The Reiver by Jackie Barbosa

The Reiver

Length, laziness and/or problems meeting the deadline killed this short story, originally published as part of The Mammoth Books of Scottish Romance. Quite frankly, it’s an embarrassment to the author as I suspect Ms. Barbosa is capable of producing something of much higher quality.

We witness little of the requisite growth of affection between the main characters nor enough endearments to seduce readers into believing in their burgeoning but ultimately contrived relationship. Time spent together on stage is short and therefore gives the impression that any and all relationship progress is insanely rushed.
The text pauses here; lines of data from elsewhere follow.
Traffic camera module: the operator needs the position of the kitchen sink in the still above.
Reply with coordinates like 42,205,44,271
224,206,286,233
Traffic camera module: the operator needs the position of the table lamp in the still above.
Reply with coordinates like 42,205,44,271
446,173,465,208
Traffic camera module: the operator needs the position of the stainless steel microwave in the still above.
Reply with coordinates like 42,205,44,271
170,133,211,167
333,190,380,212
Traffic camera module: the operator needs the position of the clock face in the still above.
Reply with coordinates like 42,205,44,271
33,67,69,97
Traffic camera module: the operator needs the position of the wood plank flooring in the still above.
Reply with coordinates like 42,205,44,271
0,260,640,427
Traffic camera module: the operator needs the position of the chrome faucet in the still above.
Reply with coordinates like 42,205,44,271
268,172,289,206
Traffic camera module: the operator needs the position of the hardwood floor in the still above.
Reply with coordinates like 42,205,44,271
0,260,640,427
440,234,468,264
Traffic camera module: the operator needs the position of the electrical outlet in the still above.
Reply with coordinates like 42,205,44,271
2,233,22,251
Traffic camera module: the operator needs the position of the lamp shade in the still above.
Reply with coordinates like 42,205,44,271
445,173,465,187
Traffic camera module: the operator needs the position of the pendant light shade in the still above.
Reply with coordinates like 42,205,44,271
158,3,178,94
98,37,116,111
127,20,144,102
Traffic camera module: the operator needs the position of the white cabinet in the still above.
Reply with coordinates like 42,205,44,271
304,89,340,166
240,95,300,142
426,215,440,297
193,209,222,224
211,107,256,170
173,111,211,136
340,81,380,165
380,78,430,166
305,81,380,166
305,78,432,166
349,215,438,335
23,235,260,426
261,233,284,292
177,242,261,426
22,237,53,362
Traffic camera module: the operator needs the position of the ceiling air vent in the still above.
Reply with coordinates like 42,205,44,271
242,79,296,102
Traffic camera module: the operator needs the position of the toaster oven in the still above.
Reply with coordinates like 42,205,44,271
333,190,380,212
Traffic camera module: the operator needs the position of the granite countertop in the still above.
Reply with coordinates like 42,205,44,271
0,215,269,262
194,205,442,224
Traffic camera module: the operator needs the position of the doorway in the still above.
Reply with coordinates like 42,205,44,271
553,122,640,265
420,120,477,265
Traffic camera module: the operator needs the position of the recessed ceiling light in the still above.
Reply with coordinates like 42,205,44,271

Poor structure sees us meet the characters after Duncan catches Reva/Jamie during a raid on his homestead and both feel attraction at first sight. He holds her hostage hoping to loosen her tongue with kindness so she’ll spill the names of the other raiders. Jump 6 weeks into the future, they have a one night stand with I Love Yous after which the heroine escapes captivity only to be reunited with Duncan two months later, rounded off with a happy ever after.

Strangely, Duncan didn’t feel lied to, used and abandoned when Reva distracts him with sex to escape. Being a virgin apparently gave her a Get Out of Jail free card. Her excuse was her heritage. As a member of the family that slaughtered his kin and injuring himself in battle, Reva/Jamie believed he’d never accept her or stop hunting her fellow raiders and family members – his mortal enemies. Understandable.

Duncan claims he’ll overcome his grudge for the love of his good woman. I would’ve loved to have been in his head when faced with those who’d killed his father and stolen his livestock. Swallowing those insults to his honour would be painfully challenging.

Described events between the two families are actually based on real Scottish history, if not these characters or their romance. Normally, this would garner my favour not only for the story but for the author as too many fail to do a little research for their books. It’s a shame The Reiver was so underdeveloped as it had the potential to be something more.